Holmes I could find nowhere, and it occurred to me belatedly that if he were in one of his disguises, he could be any of the people about me-one of the unemployed mechanics gambling in the front room of the Boar and Bristle, the aged clergyman hustling down Commercial Street toward some unknown destination, the sailor chatting up the serving girls at the King's Arms. Any of these could be Holmes.
Any of these could be the Ripper.
All around me there were women, in the pubs, in the doorways, walking the streets; pathetic women dressed in cheap finery, with tired smiles and the flash of a stockinged ankle for any passers-by wearing trousers-"you lonely, love?"-or with saucy greetings and friendly abuse for the other women.

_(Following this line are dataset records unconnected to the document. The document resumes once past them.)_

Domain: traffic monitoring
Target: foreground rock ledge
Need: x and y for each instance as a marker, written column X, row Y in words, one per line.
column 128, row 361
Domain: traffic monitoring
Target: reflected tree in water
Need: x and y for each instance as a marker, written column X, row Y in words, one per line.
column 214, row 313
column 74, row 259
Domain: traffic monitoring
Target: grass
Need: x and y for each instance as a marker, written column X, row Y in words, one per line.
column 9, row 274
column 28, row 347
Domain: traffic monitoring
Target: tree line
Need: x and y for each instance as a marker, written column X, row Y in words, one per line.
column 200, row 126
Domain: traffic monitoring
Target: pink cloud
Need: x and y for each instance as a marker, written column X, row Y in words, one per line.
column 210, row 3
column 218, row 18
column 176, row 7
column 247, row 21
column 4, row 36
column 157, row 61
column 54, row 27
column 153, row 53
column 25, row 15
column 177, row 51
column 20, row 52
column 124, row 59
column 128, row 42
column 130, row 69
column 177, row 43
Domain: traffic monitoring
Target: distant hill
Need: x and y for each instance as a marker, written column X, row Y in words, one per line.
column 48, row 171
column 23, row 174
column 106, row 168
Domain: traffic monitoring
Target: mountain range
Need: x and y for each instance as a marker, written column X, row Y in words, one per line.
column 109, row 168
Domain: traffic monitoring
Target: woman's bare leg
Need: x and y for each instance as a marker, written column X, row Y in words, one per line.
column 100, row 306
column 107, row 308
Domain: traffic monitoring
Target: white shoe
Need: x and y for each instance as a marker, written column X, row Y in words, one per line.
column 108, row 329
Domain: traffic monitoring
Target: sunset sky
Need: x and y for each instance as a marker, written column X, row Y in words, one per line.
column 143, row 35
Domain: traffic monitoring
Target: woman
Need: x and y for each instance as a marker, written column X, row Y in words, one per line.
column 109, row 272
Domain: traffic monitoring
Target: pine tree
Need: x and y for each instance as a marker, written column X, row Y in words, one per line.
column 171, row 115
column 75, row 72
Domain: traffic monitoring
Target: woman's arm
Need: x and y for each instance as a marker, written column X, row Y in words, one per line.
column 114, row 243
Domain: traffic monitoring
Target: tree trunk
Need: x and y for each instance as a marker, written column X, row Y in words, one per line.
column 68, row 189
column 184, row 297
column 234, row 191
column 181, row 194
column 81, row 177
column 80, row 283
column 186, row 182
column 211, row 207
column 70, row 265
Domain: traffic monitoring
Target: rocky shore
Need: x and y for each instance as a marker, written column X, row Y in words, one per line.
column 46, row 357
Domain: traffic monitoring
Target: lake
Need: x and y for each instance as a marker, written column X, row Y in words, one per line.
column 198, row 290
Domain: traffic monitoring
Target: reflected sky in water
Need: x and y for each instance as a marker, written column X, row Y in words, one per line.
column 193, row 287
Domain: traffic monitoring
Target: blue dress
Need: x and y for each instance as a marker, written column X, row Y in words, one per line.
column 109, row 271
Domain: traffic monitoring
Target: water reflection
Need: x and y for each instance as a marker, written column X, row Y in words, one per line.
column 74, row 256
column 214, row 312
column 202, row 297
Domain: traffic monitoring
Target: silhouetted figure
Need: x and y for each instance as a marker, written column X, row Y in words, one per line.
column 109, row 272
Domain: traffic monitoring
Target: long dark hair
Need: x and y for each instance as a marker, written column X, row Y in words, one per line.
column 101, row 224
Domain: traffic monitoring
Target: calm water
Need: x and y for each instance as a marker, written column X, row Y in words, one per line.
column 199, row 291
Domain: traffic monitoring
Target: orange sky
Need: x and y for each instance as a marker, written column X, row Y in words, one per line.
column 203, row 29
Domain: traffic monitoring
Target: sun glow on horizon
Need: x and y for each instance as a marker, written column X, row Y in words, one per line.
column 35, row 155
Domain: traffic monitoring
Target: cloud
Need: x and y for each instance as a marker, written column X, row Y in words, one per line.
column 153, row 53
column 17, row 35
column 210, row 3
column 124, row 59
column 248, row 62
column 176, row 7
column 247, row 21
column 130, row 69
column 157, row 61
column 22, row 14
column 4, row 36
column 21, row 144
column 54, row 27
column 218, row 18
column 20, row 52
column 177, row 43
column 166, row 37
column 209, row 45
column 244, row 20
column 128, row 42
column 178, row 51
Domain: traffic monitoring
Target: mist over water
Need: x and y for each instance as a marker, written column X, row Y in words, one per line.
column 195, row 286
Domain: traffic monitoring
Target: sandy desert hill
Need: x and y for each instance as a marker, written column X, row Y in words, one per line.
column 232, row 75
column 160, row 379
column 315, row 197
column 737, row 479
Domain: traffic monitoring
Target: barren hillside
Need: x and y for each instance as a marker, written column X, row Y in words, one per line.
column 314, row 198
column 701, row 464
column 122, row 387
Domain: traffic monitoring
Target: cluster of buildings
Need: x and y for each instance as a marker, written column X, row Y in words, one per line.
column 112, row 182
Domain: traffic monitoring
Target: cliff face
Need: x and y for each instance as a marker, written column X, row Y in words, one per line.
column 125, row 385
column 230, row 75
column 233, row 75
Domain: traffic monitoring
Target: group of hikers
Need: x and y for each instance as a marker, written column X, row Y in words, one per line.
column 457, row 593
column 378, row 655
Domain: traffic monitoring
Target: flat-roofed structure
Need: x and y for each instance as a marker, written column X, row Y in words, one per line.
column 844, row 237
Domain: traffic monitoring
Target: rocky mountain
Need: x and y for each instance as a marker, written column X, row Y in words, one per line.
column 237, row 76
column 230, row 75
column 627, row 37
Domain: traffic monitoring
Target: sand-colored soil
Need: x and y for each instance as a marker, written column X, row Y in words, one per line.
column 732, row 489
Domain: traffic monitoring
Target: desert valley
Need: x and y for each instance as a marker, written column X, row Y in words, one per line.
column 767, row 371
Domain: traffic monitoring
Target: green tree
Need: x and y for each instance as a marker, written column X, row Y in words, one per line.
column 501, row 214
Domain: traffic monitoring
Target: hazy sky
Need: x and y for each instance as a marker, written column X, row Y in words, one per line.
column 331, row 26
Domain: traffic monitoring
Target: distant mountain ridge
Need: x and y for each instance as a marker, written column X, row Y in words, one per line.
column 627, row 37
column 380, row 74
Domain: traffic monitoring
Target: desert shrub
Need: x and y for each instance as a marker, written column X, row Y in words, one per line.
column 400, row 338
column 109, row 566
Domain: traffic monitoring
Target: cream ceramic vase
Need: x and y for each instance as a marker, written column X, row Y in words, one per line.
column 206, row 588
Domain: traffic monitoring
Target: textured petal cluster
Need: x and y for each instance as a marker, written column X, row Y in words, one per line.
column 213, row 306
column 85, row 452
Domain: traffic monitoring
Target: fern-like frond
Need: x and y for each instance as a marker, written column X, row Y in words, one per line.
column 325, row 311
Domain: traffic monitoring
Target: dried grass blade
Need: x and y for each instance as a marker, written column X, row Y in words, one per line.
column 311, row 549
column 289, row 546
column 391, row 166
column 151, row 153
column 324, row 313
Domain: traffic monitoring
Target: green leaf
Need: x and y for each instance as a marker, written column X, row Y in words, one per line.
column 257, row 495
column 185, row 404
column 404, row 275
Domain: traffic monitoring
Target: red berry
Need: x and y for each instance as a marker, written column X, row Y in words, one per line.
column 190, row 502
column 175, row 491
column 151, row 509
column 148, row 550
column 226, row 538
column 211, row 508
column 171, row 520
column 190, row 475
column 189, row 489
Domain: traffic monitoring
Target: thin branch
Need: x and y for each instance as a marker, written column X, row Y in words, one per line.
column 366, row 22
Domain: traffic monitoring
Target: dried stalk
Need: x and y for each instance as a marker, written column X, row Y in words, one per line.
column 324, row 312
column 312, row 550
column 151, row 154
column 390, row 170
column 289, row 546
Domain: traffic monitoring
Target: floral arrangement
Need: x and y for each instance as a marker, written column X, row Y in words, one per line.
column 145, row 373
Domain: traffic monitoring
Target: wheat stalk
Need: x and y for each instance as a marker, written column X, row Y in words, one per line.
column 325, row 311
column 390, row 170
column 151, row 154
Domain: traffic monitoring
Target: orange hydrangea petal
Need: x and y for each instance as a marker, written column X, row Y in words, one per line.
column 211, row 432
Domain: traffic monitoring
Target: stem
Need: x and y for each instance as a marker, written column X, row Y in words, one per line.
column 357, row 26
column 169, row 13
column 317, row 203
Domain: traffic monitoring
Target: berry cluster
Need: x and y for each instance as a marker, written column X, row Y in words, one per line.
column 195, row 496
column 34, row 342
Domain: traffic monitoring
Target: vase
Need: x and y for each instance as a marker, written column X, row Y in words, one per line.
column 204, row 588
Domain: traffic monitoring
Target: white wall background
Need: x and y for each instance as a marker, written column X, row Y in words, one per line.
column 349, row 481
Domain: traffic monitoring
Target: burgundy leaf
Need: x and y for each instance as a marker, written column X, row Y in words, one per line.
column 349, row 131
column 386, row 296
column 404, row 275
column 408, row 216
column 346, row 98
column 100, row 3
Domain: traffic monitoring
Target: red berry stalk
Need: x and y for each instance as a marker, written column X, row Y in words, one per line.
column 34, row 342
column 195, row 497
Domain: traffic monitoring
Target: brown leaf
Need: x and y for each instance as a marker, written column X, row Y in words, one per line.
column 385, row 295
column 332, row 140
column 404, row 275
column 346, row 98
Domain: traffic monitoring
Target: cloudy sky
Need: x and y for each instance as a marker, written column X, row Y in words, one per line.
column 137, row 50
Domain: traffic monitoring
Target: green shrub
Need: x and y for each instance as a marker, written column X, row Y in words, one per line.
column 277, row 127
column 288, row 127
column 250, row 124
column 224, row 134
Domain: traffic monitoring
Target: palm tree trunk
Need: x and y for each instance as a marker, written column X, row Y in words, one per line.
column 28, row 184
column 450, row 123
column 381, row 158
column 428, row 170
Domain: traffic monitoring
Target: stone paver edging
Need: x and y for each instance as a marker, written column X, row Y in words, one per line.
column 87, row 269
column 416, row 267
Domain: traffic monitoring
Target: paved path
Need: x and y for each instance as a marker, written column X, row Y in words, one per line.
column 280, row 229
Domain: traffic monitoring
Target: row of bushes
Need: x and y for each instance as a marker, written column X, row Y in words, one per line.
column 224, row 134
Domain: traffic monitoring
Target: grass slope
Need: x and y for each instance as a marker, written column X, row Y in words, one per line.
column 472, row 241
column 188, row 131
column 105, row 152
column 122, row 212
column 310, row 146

I realized that the size of Whitechapel that showed on the map was deceptive. In the fog and the darkness the streets were far more narrow, the shops smaller, and the whole larger and more cluttered than I recalled from the daytime. Even if there were a hundred constables patrolling the streets it would not be enough. The blind alleys, the sparse gas lights, and the drifting banks of fog made the streets a maze in which the Ripper might kill with impunity within a few yards of a hundred or more people.
Twice I thought I caught a glimpse of Holmes, but, when I ran after him, found that I had been deceived. Every drunkard sleeping in a doorway seemed to be a fresh corpse, every anonymous stain on the cobblestones looked like blood, every wandering alley-cat seemed the shadow of a lurking killer. Several times I contemplated giving up my hopeless errand and going home, managing to keep on only by promising myself that I would stay on for just one hour more.
In the dark hour before sunrise I found him.
I had come into a pub to warm myself for a while. The barman was surly and uncommunicative, evincing a clear suspicion of my motives that, while perhaps well enough justified by recent events, nevertheless made the atmosphere inside scarcely less chill than that of the night outside. The beer was cheap and thoroughly watered. At first a few of the women had come by to pass time with me, but I found them pathetic rather than alluring, and after a bit they left me in solitude.